A Subgroup Analysis of Genome-wide Association Study for Panic Disorder

Abstract

Panic disorder (PD) is an anxiety disorder characterized by panic attacks and anticipatory anxiety. To date, few genetic and environmental factors were found to be involved in PD and pathogenesis of PD is remained to be elucidated. Single nucleotide polymorphisms (SNPs) in TMEM132D and COMT, are only a few genetic factors of PD that were replicated in several studies in European population, but not in Japanese population. We previously performed a genome-wide association study (GWAS), however, there seemed to be polymorphisms which did not reach genome-wide significance threshold due to their low allele frequencies and odds ratios, although they were truly associated with PD. We then performed pathway analyses to overcome the limitations of a conventional single-marker analysis.

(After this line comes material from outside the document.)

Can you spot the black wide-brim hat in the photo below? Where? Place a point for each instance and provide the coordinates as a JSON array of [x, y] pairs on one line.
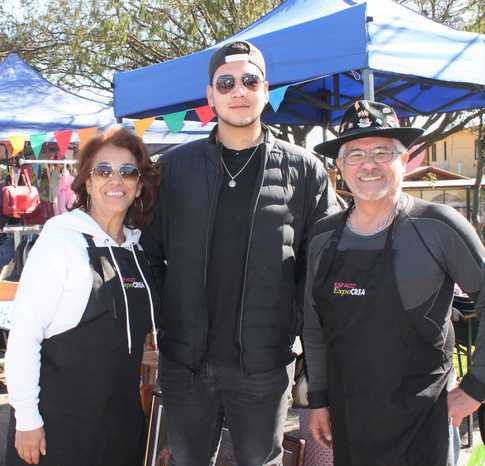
[[363, 119]]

The pathway analyses identified the associations of immune pathways with PD. Based on the results of pathway analyses, we especially focused on and investigated HLA-B and HLA-DRB1. As a result, a frequency of HLA-DRB1*13:02 was significantly higher in PD patients than in control (P=2.62×10⁻⁵, odds ratio=1.70). We further examined sub-group analyses of GWAS, taking effects of HLA alleles into account. The SNP genotype data were subdivided into two datasets: those of HLA-DRB1*13:02-positive subjects (cases: N=103; controls: N=198) and those of HLA-DRB1*13:02-negative subjects (cases: N=438; controls: N=1,341). As a result, one SNP in MCPH1 showed a genome-wide significant association with PD and several SNPs in TMEM132D showed suggestive associations with PD in subjects without HLA-DRB1*13:02.